Examples include support for stateful long-lived virtual addressable components1, tools for managing distributed state reliably at scale with options for consistency ranging from strong2 to eventual and causal consistency3, and being able to reason about streaming pipelines and the properties and guarantees it has as a whole4.
Conclusion: The Requirements of Serverless Are Evolving from the Infrastructure, up to the Application Logic
The enterprise is broadly replatforming data centers on containers, Kubernetes, and cloud-native frameworks in its orbit, and the adoption and momentum have been remarkable.
One question that I frequently hear is: “Now that my application is containerized, do I still need to worry about all that hard distributed systems stuff? Won’t Kubernetes solve all my problems around cloud resilience, scalability, stability, and safety?” Unfortunately, the answer is “No, definitely no”— it is just not that simple.

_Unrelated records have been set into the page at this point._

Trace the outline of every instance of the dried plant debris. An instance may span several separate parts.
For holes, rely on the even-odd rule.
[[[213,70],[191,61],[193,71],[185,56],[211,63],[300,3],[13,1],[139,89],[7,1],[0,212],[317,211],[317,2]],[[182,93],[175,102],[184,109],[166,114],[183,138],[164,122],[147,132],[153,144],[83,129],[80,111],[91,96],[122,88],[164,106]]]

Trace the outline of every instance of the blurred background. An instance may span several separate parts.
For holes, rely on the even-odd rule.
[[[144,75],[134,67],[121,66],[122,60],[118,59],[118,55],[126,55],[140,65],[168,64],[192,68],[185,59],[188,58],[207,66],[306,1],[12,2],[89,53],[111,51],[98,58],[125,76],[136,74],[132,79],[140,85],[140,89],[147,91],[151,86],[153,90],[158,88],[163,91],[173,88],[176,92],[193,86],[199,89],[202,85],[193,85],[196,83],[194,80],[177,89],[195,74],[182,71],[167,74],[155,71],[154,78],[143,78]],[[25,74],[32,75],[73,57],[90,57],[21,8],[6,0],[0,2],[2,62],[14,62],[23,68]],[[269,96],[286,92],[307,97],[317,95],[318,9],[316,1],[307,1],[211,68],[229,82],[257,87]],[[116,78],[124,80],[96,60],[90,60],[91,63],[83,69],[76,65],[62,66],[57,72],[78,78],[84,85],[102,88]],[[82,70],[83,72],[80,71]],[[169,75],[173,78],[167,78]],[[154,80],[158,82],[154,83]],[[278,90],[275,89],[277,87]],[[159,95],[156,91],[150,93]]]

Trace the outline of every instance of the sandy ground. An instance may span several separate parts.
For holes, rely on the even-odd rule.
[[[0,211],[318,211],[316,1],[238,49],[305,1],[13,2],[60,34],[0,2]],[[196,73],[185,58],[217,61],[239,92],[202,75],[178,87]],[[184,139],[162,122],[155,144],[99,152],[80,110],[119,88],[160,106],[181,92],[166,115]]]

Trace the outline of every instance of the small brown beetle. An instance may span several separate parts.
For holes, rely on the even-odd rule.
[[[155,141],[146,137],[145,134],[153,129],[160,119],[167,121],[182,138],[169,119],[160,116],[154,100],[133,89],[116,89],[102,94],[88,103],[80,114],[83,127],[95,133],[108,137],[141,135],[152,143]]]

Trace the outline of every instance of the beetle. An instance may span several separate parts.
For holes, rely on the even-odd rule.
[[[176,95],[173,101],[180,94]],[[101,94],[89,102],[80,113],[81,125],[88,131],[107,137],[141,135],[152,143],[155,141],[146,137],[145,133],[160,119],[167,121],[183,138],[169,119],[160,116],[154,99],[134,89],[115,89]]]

While I believe that Kubernetes is the best way to manage and orchestrate containers in the cloud, it’s not a cure-all for programming challenges at the application level, such as:
- The underlying business logic and operational semantics of the application.
- Managing distributed application data consistency and integrity.
- Managing distributed and local workflow and communication.
- Integration with other systems.
In the now classic paper “End-To-End Arguments In System Design” from 1984, Saltzer, Reed, and Clark discuss the problem that many functions in the underlying infrastructure (the paper talks about communication systems) can only be completely and correctly implemented with the help of the application at the endpoints.
This is not an argument against the use of low-level infrastructure tools like Kubernetes and Istio — they clearly bring a ton of value — but a call for closer collaboration between the infrastructure and application layers in maintaining holistic correctness and safety guarantees.
End-to-end correctness, consistency, and safety mean different things for different services. It’s totally dependent on the use-case, and can’t be outsourced completely to the infrastructure. To quote Pat Helland: “The management of uncertainty must be implemented in the business logic.”
In other words, a holistically stable system is still the responsibility of the application, not the infrastructure tooling used — and the next generation serverless implementations need to provide programming models and a holistic UX working in concert with the underlying infrastructure maintaining these properties, without continuing to ignore the hardest, and most important problem: how to manage your data in the cloud — reliably at scale.
1 All the terms here are important, so let me clarify them. Stateful: in-memory yet durable and resilient state; Long-lived: life-cycle is not bound to a specific session, context available until explicitly destroyed; Virtual: location transparent and mobile, not bound to a physical location; Addressable: referenced through a stable address. One example of a component with these traits would be Actors (the Actor Model). ↩
4 Properties such as backpressure, windowing, completeness vs correctness, etc. ↩